Sensitive Luminescence Thermometry through Excitation Intensity Ratio in Eu-Doped BaTiO 3 .

Optical ratiometric thermometry techniques have gained much attention in recent years due to their reliable and noncontact temperature sensing capability for industrial and biorelated applications. Herein, we exploited the temperature dependence of the absorption band of BaTiO 3 (BTO) for novel excitation intensity ratio (EIR) thermometry. Photoluminescence and excitation properties of Eu 3+ -doped BTO powders were studied as a function of Eu 3+ doping concentration.
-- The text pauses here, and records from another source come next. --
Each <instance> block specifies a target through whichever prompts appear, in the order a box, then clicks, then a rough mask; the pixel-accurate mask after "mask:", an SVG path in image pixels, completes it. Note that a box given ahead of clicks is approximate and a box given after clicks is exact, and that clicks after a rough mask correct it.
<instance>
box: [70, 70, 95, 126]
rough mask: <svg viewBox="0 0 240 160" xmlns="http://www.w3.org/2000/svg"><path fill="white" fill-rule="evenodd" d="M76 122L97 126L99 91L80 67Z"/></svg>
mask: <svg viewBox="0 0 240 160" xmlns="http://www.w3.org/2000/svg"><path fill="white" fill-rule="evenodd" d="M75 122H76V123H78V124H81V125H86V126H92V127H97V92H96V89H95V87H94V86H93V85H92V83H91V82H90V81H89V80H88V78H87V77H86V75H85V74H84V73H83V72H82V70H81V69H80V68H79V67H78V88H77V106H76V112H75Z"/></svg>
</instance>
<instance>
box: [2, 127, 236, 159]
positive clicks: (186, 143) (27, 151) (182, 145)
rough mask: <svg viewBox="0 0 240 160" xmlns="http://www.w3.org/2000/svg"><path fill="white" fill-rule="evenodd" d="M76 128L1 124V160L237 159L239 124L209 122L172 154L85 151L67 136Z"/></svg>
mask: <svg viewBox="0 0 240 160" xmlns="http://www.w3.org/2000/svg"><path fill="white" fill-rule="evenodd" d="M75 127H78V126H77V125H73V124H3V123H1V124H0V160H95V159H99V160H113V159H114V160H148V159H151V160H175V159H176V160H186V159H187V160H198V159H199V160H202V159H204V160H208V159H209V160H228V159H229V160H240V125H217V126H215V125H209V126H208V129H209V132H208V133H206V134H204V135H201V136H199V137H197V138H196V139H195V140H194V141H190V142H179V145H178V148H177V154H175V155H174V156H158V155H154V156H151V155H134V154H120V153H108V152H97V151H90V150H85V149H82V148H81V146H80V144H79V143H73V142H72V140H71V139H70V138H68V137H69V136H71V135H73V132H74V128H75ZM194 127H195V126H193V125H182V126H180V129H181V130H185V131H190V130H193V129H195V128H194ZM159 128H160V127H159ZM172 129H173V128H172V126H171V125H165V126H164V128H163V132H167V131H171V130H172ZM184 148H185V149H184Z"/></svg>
The excitation peak intensities at 397 and 468 nm, corresponding to the 7 F 0 → 5 L 6 and 5 D 2 transitions of Eu 3+ , were used as EIR parameters. The temperature dependence of the EIR can be explained by the competitive absorption between Eu 3+ and the BTO host. The EIR properties were studied in relation to the doping concentration, registering a maximum relative sensitivity ( S r ) of 4.89% K -1 in BTO:Eu 3+ (0.5%) at 303 K. An amphoteric Eu 3+ occupation mode at both Ba 2+ and Ti 4+ sites was found to interpret the doping concentration dependence of the S r . The reduced Ba 2+ site occupation ratio proved to be responsible for the low S r values at high Eu 3+ doping concentrations. Accordingly, an Eu 3+ /Ti 3+ codoping method was further proposed to improve the S r by increasing the Ba 2+ site occupation ratio. Our result showed that BTO:Eu 3+ (0.5%) demonstrated an enhancement of S r from 4.89 to 6.42% K -1 at 303 K after 2% Ti 3+ codoping.